Herr Lorenz, Sie haben bei der Kienbaum Management Consultants GmbH den Human Resources Management Bereich geleitet und mehrere Bücher über das Personalwesen geschrieben. Können Sie Ihren Werdegang kurz skizzieren?
Michael Lorenz: Ich bin als junger Berater ins Haus Kienbaum gekommen und für lange Zeit dort geblieben. Ich habe nach und nach verschiedene Karrierestufen durchlaufen, irgendwann war ich dann Partner der Geschäftsführung und schließlich Geschäftsführer.

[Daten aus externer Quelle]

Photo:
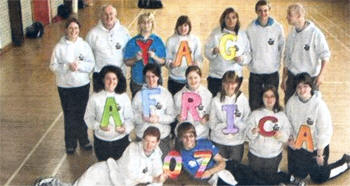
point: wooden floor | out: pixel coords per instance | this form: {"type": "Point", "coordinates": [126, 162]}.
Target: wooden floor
{"type": "Point", "coordinates": [31, 133]}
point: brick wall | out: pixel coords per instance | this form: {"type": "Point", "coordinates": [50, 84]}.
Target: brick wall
{"type": "Point", "coordinates": [27, 18]}
{"type": "Point", "coordinates": [5, 30]}
{"type": "Point", "coordinates": [54, 4]}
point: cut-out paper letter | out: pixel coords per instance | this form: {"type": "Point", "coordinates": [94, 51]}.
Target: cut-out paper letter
{"type": "Point", "coordinates": [304, 135]}
{"type": "Point", "coordinates": [230, 119]}
{"type": "Point", "coordinates": [173, 174]}
{"type": "Point", "coordinates": [261, 125]}
{"type": "Point", "coordinates": [111, 110]}
{"type": "Point", "coordinates": [144, 46]}
{"type": "Point", "coordinates": [230, 53]}
{"type": "Point", "coordinates": [206, 156]}
{"type": "Point", "coordinates": [147, 101]}
{"type": "Point", "coordinates": [190, 101]}
{"type": "Point", "coordinates": [184, 50]}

Sie selbst haben den Einstieg ins Personalwesen über ein Studium gefunden. Mittlerweile gibt es aber insbesondere für Berufserfahrene zahlreiche Weiterbildungsangebote zum Beispiel zum Personalreferenten IHK oder bSb. Sind solche Weiterbildungen ebenfalls ein geeigneter Weg für eine Karriere im Personalwesen?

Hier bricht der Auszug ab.